I have 1000+ json files located in a directory and those files will be overwritten by every day. the file name starting with same characters as shown below,
1000010496,1000011820,1000013553,1000010097,1000010362...
my issue is that splunk forwarder is not reading all the files. I have tried flushing fishbucket,deleted indexed data,crcSalt,adding timestamp in filename and none of this have helped me to get entire data. even very less count of source files are showing in splunk. how to read this 1000+ files repeatedly without missing data?
json files starts like below,
$result = [
{
'advisory_type' => 'Security Advisory',
'date' => '10/12/17',
'advisory_name' => 'CL-SA-2017:0061',
} ....
....
Thanks in advance.
The problem is that you have too many files/directories to sort through and splunk is getting bogged down tracking everything. You need to make sure that there is a housekeeping process ( logrotate
can do this ) that is deleting the older log files so they do not hang around "forever". This will only get worse. Splunk forwarders start to really bog down when having to track and sort through thousands of files and once you cannot make the rounds before you are scheduled to go back around and check (I have no idea what the numbers are for this), then you are in a never-ending cycle of fail and ever-worsening delays. Also, check your inodes
; you need user splunk
to be ulimit unlimited
.
I find these helpful for up-setting the limits. For RHEL6 and earlier:
cd /etc/security
cat >>limits.conf <<EOF
* hard nofile 102400
* soft nofile 10240
* hard nproc 16384
* soft nproc 16384
EOF
And for RHEL7+:
mkdir -p /etc/systemd/system/splunk.service.d
cat >> /etc/systemd/system/splunk.service.d/filelimit.conf <<EOF
[Service]
LimitNOFILE=10240
EOF
Reboot afterwards.
These can be found around Answers and Docs, but for quick reference here I've provided them. Other versions of Linux will vary, but these are typical for most people to use. Check your version to ensure that these would work for you!!
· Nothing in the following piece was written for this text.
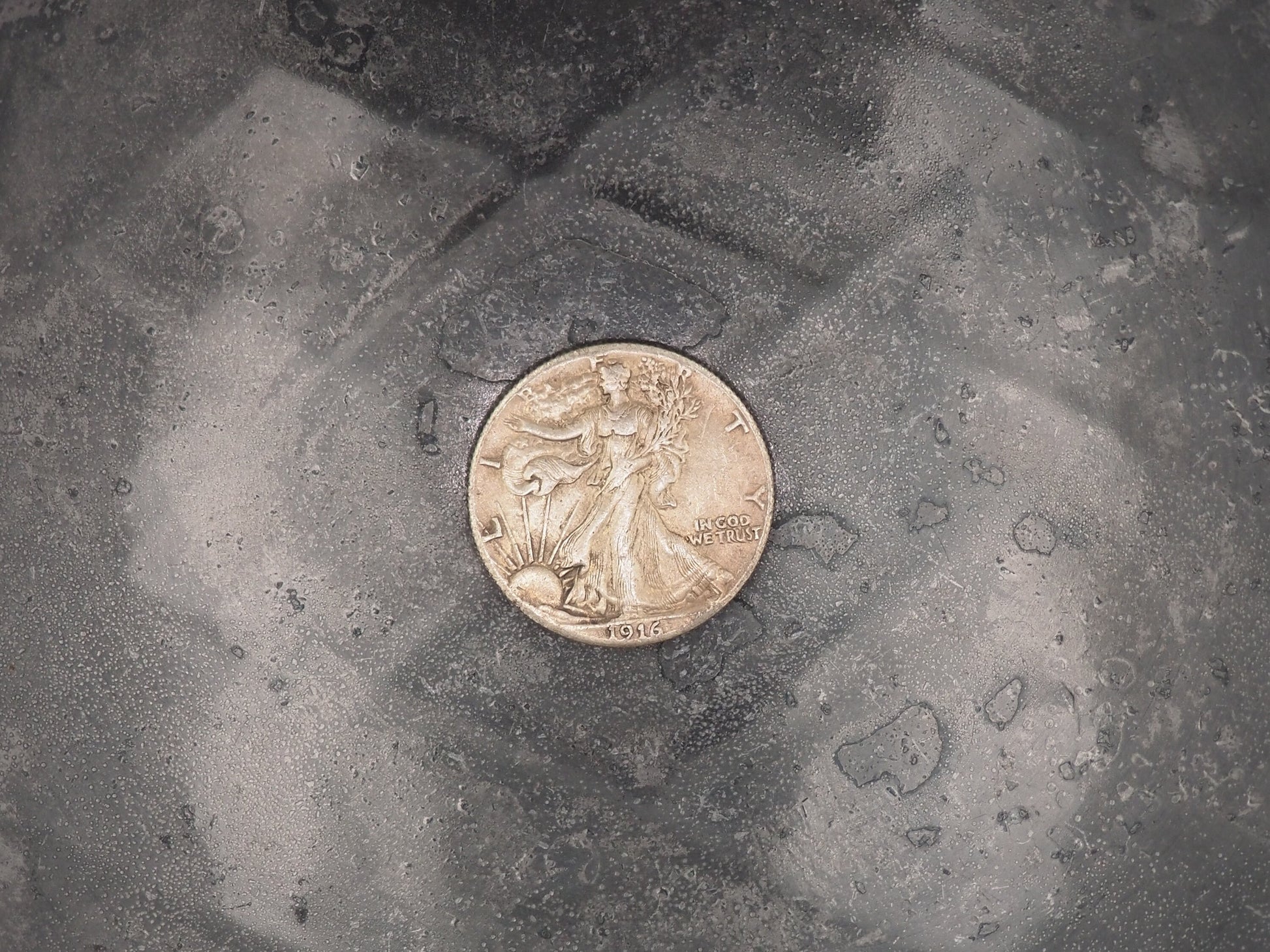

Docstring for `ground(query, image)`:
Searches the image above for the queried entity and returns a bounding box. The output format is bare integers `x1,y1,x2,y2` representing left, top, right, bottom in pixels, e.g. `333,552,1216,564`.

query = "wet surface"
0,0,1270,952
After adding "initCrcLength=1048576" this issue got resolved but when sources got overwritten, the unique source count got reduced in search head.
Have you ever had all of them indexed (like on the initial start of the forwarder, not just re-reading the files after they are updated)?
no, at the time of first indexing, splunk dint read all the files. it listed only 356 sources instead of 1300 sources..
Do you get a full list of the files when you run this on the forwarder?:
splunk list monitor
yes, am getting full list but in search head getting 229 unique sources only. i think splunk will be monitoring the paths specified in monitoring and its not reading files to avoid re-indexing same filename or content.
anyone have a solution, please post it..
If you have purchased Splunk and have a valid support contract, I'd submit a case to Splunk support.
Also, if you are not running the latest version of Splunk, you may want to upgrade.
And finally, if there are empty JSON files, they will not show up in the indexers on in searches because there is no data to index. Check for empty files.